Transposon library aliquots were thawed and diluted to OD = 0.05 in 20 mL (-phage experiments) or 500 mL (+ phage experiments) BHI supplemented with calcium chloride. After ~ 2 hours of growth at 37°C, culture ODs were roughly 0.4-0.5, and ϕNM4γ4 was added to the + phage experiments in duplicate (CRISPR-library) or triplicate (CRISPR+ library) at MOI = 1. After 24 hours of growth, genomic DNA was prepared using the Wizard Genomic DNA purification kit (Promega) and culture aliquots were frozen at −80°C for storage in 10% DMSO. As above, tetracycline was added in all steps for cells harboring pJW92. To prepare NGS libraries, genomic DNA was digested with NEBNext dsDNA Fragmentase (M0348) for 9 minutes, and the reaction was stopped by addition of 0.1 M EDTA (final concentration). The fragmented DNA, centered at 700bp, was then purified using the QIAquick PCR Purification kit and end repaired using the NEBNext DNA Library Reagent Set for Illumina (E6000S). After another QIAquick PCR purification, NEBNext adapters were ligated onto the fragments and DNA in the 0.2 – 1 kb range was purified from an agarose gel with the QIAquick Gel Extraction kit. Next, for each sample, a PCR was performed with a unique oligo from the NEBNext Multiplex Oligos for Illumina kit (E7335S, Index Primers Set 1) and a universal, transposon-specific primer (oJW451). Amplicons in the 0.2 – 0.5 kb range were gel purified as before and sequenced on an Illumina HiSeq using the sequencing primer oJW436. Sequencing reads were processed with custom Python scripts and aligned to the NCTC8325 genome using the Burrows-Wheeler Aligner. Tn-seq output was visualized with the Integrative Genomics Viewer3.

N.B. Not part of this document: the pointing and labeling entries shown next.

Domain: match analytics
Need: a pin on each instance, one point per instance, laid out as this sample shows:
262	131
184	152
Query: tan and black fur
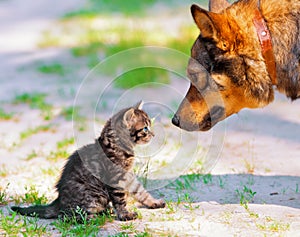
235	75
100	173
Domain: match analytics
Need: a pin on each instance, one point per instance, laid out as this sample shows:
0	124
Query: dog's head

S. aureus miniprep protocol
1-1.5 mL of an overnight culture, unless otherwise indicated, was pelleted and resuspended in 250 μL Buffer P1. 10-20 μL lysostaphin (Ambi Products LLC, LSPN-50, 100 μg/mL final) was added and the cells were incubated without shaking at 37°C for ~20 minutes. Following lysis, plasmids were isolated using the QIAGEN Spin Miniprep kit according to the manufacturer’s protocol, beginning with addition of P2. DNA was eluted from each column in 30 μL RNAse-free water.

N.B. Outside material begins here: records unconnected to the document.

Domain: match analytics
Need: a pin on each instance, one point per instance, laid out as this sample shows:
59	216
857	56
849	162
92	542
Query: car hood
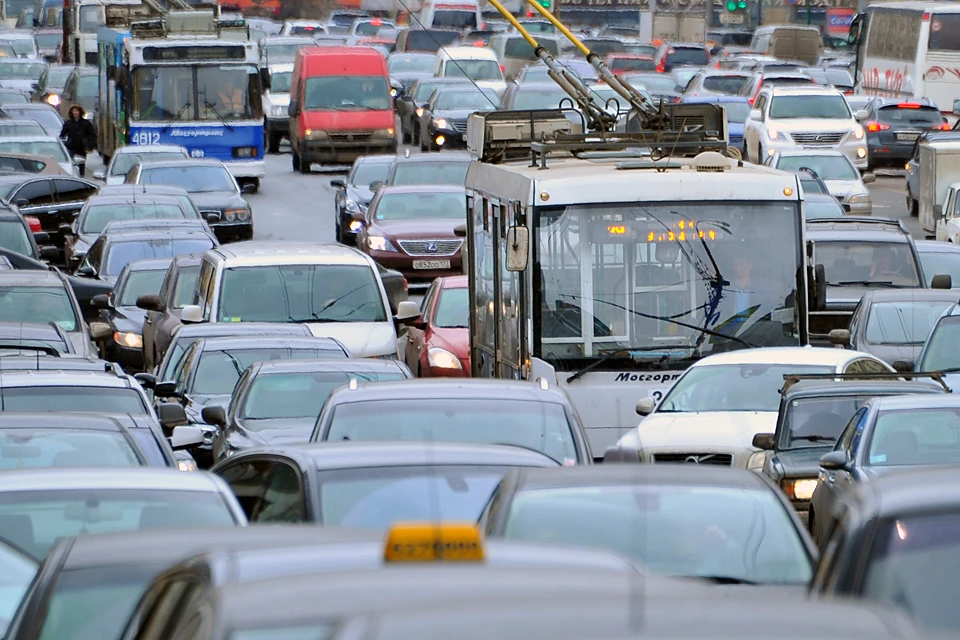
278	430
714	429
436	228
362	339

Electroporation adaptation assay
Electrocompetent S. aureus cells were made by washing overnight cultures twice in full-volumes of dH2O and once in a half-volume of dH2O before resuspending in 1/100 the original volume in 10% glycerol. 50 ng of dialyzed DNA, amplified from phage ϕNM4γ4 with primers JW1744 and JW1745, were added to 50 μL of electrocompetent cells in an Eppendorf tube, mixed by pipetting and left at RT for 10 minutes. Cells were transferred to a 0.2 cm electroporation cuvette (Bio-Rad, 1652086) and electroporated at 1.8 kV using an Eporator (Eppendorf). Following electroporation, 1 mL BHI broth was added and the contents of the cuvette were mixed by pipetting and then transferred to an Eppendorf tube and grown for 1 hour with shaking at 220 RPM at 37°C. Plasmids were miniprepped, and spacer acquisition was monitored by a spacer-specific PCR reaction with primers oJW1833 and oJW1834. PCR products were visualized on a 2% agarose gel run for 25 minutes at 130 V.

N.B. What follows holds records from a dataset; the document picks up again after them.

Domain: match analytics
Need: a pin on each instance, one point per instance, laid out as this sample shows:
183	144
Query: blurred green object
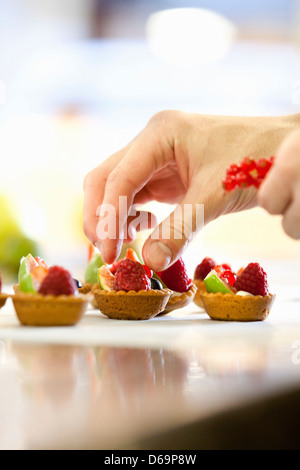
13	243
12	249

Overexpression adaptation assay
Overnight cultures of S. aureus were diluted to OD = 0.04 in BHI broth supplemented with antibiotics and grown for 1 hour with shaking at 37°C. Cultures were then supplemented with anhydrotetracycline (ATc) at 0 μg/mL or 0.5 μg/mL (final concentrations). Cultures were incubated with shaking at 37°C for 2 hours and then miniprepped with a lysis step including 15 μL of lysostaphin incubated at 37°C for 5 minutes. An enrichment PCR was performed as described4,5 and PCR products were visualized on a 2% agarose gel run for 27 minutes at 130 V.
Liquid growth interference assay
Overnight cultures of S. aureus were diluted to OD = 0.025 in BHI broth supplemented with calcium chloride and antibiotics and grown for 1 hour and 15 minutes shaking at 37°C. Cultures were normalized to the OD of the lowest culture and phage ϕNM4γ4 was added to the appropriate MOI. After inverting to mix, 150 μL of each culture were added to a flat-bottom 96-well plate (Grenier 655180), and the plate was incubated at 37°C with shaking in a TECAN Infinite F Nano+ with OD600 measurements recorded every 10 minutes for 24 hours.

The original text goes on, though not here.